NEW YORK — Just what a manufacturing executive is looking for, a computerized wristwatch that displays message alerts and weather updates…or maybe not.
Consumer electronics companies are trying to persuade consumers to add a smartwatch to their shopping lists, but the gadgets appear to be a product in search of a market.
Samsung and Sony have devices out, and Qualcomm has one coming before the holidays. Apple is believed to be making one, and a new report says Google is developing one, too.
Why the big push for smartwatches? It’s not coming from consumers, says Jonathan Gaw, a research manager at IDC.

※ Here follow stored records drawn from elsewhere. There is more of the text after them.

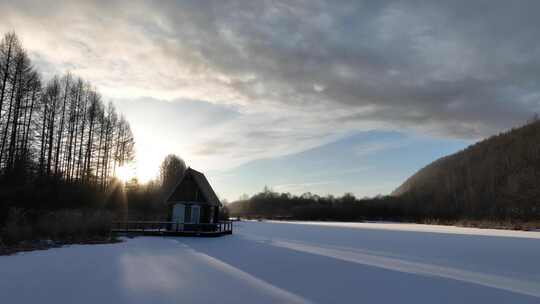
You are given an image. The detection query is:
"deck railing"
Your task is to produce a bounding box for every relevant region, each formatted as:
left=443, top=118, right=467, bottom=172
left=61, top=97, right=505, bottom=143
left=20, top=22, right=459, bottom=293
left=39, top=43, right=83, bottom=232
left=111, top=220, right=233, bottom=234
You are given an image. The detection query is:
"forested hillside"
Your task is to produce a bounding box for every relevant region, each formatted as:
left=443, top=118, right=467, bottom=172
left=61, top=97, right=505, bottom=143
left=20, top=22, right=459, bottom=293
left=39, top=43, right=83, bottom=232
left=228, top=119, right=540, bottom=225
left=392, top=118, right=540, bottom=220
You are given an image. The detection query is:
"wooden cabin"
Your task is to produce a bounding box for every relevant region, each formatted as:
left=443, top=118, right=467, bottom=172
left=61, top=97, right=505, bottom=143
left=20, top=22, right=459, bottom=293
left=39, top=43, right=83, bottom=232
left=165, top=168, right=222, bottom=230
left=111, top=167, right=231, bottom=236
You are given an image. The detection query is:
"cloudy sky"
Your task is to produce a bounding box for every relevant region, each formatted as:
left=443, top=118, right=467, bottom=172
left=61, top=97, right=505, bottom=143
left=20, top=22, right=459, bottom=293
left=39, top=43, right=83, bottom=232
left=1, top=0, right=539, bottom=200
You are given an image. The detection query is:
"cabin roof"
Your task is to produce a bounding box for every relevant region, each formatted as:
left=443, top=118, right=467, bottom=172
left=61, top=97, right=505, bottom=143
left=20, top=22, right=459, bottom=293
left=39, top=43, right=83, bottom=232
left=165, top=168, right=221, bottom=206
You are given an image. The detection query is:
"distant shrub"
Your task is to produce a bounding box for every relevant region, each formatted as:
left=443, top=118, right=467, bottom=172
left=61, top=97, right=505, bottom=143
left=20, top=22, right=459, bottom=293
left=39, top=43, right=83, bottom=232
left=1, top=208, right=33, bottom=245
left=219, top=206, right=230, bottom=220
left=1, top=208, right=113, bottom=245
left=36, top=210, right=113, bottom=240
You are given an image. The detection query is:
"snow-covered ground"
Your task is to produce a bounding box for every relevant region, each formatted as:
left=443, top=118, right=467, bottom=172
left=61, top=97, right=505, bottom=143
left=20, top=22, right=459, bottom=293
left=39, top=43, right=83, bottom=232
left=1, top=221, right=539, bottom=304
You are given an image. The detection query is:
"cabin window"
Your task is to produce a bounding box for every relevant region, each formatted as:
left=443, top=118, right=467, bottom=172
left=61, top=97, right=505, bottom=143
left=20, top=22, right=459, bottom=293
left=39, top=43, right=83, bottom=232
left=172, top=203, right=185, bottom=224
left=191, top=205, right=201, bottom=224
left=172, top=203, right=185, bottom=231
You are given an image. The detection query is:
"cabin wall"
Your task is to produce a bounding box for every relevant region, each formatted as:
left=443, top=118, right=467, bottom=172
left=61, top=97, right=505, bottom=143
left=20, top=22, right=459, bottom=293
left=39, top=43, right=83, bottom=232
left=213, top=206, right=219, bottom=223
left=201, top=206, right=209, bottom=223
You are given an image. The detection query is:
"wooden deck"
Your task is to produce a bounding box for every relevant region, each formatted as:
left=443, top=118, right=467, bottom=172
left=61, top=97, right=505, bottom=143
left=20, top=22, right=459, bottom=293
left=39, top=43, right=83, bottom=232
left=111, top=220, right=233, bottom=237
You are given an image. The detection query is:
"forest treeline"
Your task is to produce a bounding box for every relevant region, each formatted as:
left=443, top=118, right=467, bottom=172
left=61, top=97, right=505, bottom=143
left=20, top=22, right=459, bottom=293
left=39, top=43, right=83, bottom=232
left=0, top=32, right=135, bottom=187
left=229, top=119, right=540, bottom=226
left=227, top=189, right=405, bottom=221
left=0, top=31, right=141, bottom=246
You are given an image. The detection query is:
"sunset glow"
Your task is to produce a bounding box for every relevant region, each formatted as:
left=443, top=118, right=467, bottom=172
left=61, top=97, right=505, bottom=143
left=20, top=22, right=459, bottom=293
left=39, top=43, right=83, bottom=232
left=116, top=165, right=137, bottom=183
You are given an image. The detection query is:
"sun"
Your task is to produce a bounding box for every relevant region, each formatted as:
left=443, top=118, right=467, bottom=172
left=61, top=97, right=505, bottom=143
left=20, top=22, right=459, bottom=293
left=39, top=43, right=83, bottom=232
left=116, top=165, right=136, bottom=182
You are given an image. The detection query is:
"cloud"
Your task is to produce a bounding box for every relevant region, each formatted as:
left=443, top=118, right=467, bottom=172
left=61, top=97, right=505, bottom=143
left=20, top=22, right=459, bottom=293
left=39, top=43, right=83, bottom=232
left=194, top=140, right=235, bottom=156
left=2, top=0, right=540, bottom=174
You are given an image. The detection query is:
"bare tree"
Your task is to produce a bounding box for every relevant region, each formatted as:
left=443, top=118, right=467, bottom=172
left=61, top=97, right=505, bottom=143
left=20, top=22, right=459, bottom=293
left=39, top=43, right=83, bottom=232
left=0, top=31, right=136, bottom=190
left=159, top=154, right=187, bottom=196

“We’ve had smartwatches for a while, and while the capabilities and technology have gotten better, this is still not something that people are clamouring for,” Gaw says. “The idea that it would ramp up for the holidays was always kind of a stretch.”
Companies are under pressure to create a new source of buzz now that consumers are no longer wowed by the latest smartphones and tablet computers. Many people already have those devices, and the new ones out this year are evolutionary rather than revolutionary.

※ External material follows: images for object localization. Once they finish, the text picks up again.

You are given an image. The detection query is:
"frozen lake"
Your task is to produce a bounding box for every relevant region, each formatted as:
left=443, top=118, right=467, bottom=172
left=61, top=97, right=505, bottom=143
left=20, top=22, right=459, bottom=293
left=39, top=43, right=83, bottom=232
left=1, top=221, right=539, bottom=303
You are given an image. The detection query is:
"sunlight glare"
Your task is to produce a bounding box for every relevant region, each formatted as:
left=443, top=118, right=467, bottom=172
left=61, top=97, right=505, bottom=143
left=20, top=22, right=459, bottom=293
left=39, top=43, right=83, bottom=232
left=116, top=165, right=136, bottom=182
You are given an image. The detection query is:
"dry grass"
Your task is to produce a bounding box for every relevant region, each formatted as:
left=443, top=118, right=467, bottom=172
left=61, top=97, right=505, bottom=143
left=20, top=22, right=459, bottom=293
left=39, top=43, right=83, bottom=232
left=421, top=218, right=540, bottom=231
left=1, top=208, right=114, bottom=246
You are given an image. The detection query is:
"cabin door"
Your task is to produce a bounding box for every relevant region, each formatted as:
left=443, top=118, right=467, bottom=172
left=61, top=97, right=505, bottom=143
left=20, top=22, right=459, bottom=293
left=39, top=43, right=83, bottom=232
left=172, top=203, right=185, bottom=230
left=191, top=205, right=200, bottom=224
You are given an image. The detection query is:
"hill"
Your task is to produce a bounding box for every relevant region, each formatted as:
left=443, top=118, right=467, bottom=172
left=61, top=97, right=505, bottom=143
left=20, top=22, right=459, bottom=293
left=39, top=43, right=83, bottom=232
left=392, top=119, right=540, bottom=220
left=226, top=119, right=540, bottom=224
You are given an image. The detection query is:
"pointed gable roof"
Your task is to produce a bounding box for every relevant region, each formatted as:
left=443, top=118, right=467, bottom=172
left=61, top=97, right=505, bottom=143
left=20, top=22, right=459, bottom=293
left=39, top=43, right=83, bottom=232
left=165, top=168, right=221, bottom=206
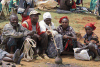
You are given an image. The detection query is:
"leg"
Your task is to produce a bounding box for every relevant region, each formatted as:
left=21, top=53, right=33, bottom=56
left=3, top=57, right=13, bottom=62
left=88, top=45, right=100, bottom=61
left=7, top=38, right=17, bottom=53
left=40, top=33, right=48, bottom=54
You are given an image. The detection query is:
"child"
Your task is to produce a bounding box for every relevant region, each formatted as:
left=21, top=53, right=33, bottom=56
left=76, top=22, right=100, bottom=61
left=0, top=49, right=23, bottom=64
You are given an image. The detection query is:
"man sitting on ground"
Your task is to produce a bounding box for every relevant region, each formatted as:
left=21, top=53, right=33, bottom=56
left=22, top=10, right=49, bottom=59
left=1, top=13, right=35, bottom=54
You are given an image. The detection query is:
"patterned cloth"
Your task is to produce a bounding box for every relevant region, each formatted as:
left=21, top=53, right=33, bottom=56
left=57, top=25, right=77, bottom=50
left=83, top=32, right=99, bottom=45
left=57, top=25, right=76, bottom=36
left=1, top=23, right=29, bottom=44
left=46, top=34, right=63, bottom=58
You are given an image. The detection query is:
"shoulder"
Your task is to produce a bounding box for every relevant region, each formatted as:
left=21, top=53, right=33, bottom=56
left=39, top=20, right=45, bottom=26
left=68, top=26, right=74, bottom=30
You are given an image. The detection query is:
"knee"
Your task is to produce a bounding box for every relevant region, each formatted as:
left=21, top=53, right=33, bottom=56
left=40, top=32, right=48, bottom=38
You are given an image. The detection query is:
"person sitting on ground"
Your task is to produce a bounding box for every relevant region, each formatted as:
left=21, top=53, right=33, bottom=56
left=56, top=16, right=77, bottom=53
left=0, top=49, right=23, bottom=64
left=76, top=22, right=100, bottom=61
left=17, top=0, right=34, bottom=23
left=22, top=10, right=49, bottom=59
left=59, top=0, right=75, bottom=11
left=39, top=12, right=63, bottom=58
left=0, top=13, right=36, bottom=54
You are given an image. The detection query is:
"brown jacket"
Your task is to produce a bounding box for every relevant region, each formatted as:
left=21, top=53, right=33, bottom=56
left=60, top=0, right=74, bottom=10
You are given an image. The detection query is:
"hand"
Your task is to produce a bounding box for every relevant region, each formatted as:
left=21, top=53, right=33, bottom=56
left=63, top=35, right=69, bottom=39
left=46, top=30, right=52, bottom=35
left=75, top=49, right=82, bottom=53
left=34, top=34, right=41, bottom=41
left=27, top=31, right=34, bottom=36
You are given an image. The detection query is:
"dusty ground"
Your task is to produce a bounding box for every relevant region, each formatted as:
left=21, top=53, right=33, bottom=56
left=1, top=0, right=100, bottom=67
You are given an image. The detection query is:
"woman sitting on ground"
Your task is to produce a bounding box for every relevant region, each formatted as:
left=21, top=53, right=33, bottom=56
left=76, top=22, right=100, bottom=61
left=56, top=16, right=77, bottom=52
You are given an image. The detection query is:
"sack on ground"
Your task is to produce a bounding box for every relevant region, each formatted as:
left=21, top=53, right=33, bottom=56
left=73, top=48, right=90, bottom=60
left=23, top=38, right=36, bottom=61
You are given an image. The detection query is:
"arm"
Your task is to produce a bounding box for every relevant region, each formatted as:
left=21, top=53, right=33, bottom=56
left=3, top=25, right=24, bottom=38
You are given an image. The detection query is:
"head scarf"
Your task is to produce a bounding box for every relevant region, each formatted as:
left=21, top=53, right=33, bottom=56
left=59, top=16, right=69, bottom=23
left=85, top=22, right=96, bottom=30
left=43, top=12, right=52, bottom=20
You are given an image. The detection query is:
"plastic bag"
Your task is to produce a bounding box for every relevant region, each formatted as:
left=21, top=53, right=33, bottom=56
left=73, top=48, right=90, bottom=60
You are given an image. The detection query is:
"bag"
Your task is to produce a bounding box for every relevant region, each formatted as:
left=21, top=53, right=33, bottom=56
left=73, top=48, right=90, bottom=60
left=23, top=38, right=36, bottom=61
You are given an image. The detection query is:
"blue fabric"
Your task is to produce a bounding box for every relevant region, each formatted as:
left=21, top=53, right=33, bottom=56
left=0, top=2, right=2, bottom=12
left=98, top=3, right=100, bottom=15
left=90, top=0, right=97, bottom=10
left=7, top=37, right=25, bottom=52
left=9, top=0, right=19, bottom=12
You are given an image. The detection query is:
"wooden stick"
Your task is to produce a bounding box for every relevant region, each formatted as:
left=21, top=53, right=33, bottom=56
left=49, top=24, right=58, bottom=52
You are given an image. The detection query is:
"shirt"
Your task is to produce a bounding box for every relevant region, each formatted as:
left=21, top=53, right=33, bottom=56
left=57, top=25, right=76, bottom=36
left=39, top=20, right=55, bottom=33
left=1, top=23, right=29, bottom=43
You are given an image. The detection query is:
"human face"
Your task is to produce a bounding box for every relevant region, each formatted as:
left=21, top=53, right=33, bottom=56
left=10, top=16, right=18, bottom=27
left=61, top=18, right=69, bottom=29
left=85, top=26, right=93, bottom=35
left=44, top=18, right=51, bottom=26
left=30, top=14, right=39, bottom=25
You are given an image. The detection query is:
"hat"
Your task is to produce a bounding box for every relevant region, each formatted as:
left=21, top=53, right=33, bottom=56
left=85, top=22, right=96, bottom=30
left=59, top=16, right=69, bottom=23
left=29, top=10, right=41, bottom=16
left=43, top=12, right=52, bottom=20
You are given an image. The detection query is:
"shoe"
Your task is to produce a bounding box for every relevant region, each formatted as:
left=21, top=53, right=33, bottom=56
left=16, top=53, right=24, bottom=64
left=13, top=49, right=20, bottom=63
left=94, top=56, right=100, bottom=61
left=90, top=56, right=92, bottom=60
left=33, top=54, right=43, bottom=60
left=41, top=54, right=49, bottom=59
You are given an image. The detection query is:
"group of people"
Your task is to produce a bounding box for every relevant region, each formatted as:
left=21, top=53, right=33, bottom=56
left=0, top=0, right=100, bottom=65
left=0, top=9, right=100, bottom=64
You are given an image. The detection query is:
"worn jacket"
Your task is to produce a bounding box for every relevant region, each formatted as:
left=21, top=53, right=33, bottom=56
left=1, top=23, right=29, bottom=43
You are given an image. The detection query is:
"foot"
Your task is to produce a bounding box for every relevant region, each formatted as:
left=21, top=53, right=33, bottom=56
left=13, top=49, right=20, bottom=63
left=41, top=54, right=49, bottom=59
left=33, top=54, right=43, bottom=60
left=94, top=56, right=100, bottom=61
left=16, top=53, right=24, bottom=64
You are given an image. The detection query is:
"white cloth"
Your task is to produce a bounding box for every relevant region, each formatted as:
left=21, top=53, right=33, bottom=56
left=43, top=12, right=52, bottom=20
left=39, top=20, right=55, bottom=32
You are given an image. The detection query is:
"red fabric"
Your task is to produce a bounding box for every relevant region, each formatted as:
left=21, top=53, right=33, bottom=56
left=64, top=39, right=72, bottom=50
left=22, top=18, right=44, bottom=35
left=59, top=16, right=69, bottom=23
left=72, top=1, right=76, bottom=9
left=85, top=22, right=96, bottom=30
left=21, top=15, right=30, bottom=23
left=58, top=0, right=60, bottom=5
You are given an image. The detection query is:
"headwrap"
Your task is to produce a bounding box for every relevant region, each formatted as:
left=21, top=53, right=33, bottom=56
left=85, top=22, right=96, bottom=30
left=43, top=12, right=52, bottom=20
left=59, top=16, right=69, bottom=23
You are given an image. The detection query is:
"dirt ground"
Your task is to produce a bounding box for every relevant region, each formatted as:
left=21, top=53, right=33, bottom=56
left=1, top=0, right=100, bottom=67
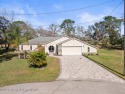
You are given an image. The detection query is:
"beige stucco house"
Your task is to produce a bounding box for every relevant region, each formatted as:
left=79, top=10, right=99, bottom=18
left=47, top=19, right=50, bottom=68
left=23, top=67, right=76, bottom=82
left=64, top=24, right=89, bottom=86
left=19, top=36, right=97, bottom=55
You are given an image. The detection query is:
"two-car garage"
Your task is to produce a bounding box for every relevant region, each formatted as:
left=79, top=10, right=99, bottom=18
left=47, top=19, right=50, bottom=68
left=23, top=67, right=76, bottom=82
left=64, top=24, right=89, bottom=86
left=62, top=46, right=82, bottom=55
left=57, top=39, right=97, bottom=56
left=59, top=39, right=84, bottom=55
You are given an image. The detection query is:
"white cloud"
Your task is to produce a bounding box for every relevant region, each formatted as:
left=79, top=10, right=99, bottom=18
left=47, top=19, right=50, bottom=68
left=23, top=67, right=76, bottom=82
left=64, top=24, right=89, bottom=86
left=53, top=4, right=63, bottom=10
left=26, top=4, right=36, bottom=16
left=19, top=9, right=25, bottom=14
left=15, top=15, right=49, bottom=29
left=78, top=12, right=104, bottom=24
left=77, top=12, right=105, bottom=29
left=0, top=5, right=48, bottom=28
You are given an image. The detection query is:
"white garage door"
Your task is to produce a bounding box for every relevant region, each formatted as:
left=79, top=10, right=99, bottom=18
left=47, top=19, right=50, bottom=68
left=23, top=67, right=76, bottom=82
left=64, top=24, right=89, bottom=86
left=62, top=46, right=82, bottom=55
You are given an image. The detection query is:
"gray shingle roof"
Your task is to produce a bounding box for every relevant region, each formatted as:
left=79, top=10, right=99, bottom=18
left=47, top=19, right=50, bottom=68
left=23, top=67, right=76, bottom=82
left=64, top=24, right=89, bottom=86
left=27, top=36, right=61, bottom=45
left=57, top=39, right=71, bottom=45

Gaw says many gadget makers see an opportunity to jump in with a smartwatch, before a behemoth like Apple is able get its rumoured iWatch ready.
Last month, Samsung Electronics Co. started selling the $300 Galaxy Gear in the US. It works with selected Samsung smartphones to display e-mail and text alerts. There’s a camera on the strap for low-resolution photos and a speakerphone on the watch to make calls while leaving your phone in the pocket. You can install apps for additional functionality, such as tracking fitness activities and playing games, though there are only a handful of apps available for now.
Sony Corp.’s SmartWatch 2 is cheaper, at $200. Unlike the Gear, it works with a variety of Android phones, not just Sony’s. But it doesn’t let you make phone calls directly through the wristwatch. You can answer calls using the watch, but you need a Bluetooth wireless headset linked to the phone if you don’t want to hold it to your ear.
Qualcomm Inc., meanwhile, plans to start selling Toq before the holidays. It, too, will work with several Android devices.
Another smartwatch getting attention is the Pebble, which comes from a startup that raised more than $10 million through the fundraising site Kickstarter. It notifies you of incoming calls, texts and emails.
Apple isn’t likely to release its iWatch before next year, given that no mention was made of it at the company’s product showcase last week.
As for Google, The Wall Street Journal cited unnamed people familiar with the matter reporting that the internet search company is in late-stage development on a smartwatch which could be ready for mass production within months.
Samsung and Sony executives say they’ve designed their watches to give people ready access to information they would normally check on their phones, reducing the need to constantly pull out the phones.
Only Qualcomm seems to be acknowledging that there’s no real consumer demand for smartwatches yet. The company says it’s trying to showcase what’s possible, so other manufacturers will take the concept and build better products – using Qualcomm’s display technology and other components.